Commenting on my stories, Countess Labajos says: “It looks as if in spite of the disturbance of getting lost in the old cities, Iberia is just a pleasant, uneventful land, full of castles and old monuments. I keep waiting, expectantly, for some more scrutinizing remarks, some more disturbing anecdote, some sharp or rewarding criticism.”

In writing about my travels I have always been careful not to pretend to have penetrated the cliches and attained some profound insights or wisdom into the unknown lands through which I have dragged myself. Only by living in a place can we understand it. I don’t even understand Los Angeles. I doubt that anyone does, but I am always reading critical appraisals of this city by other journalists who have stayed three days at the Beverly Hills Hotel and been to Disneyland, Universal Studios and Rodeo Drive.

I concede that my accounts of Iberia were not scrutinizing.
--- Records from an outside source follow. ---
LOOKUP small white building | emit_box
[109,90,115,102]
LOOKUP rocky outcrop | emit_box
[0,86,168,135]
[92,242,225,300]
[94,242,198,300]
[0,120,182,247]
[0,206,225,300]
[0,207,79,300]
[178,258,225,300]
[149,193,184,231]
That is the price of hurry-up travel. One never sees anything but what is laid out for one and, finally, what one most looks forward to is not another castle or cathedral but a glass of wine at the end of the day, a good dinner, and a firm bed. I imagine that when the Emperor Charles V visited his palace at the Alhambra, that’s what he wanted, too.

We should be grateful, anyway, for the Spanish influence which, rising long and wide, like music, has come to the shores of the Pacific not to die, but to be reborn.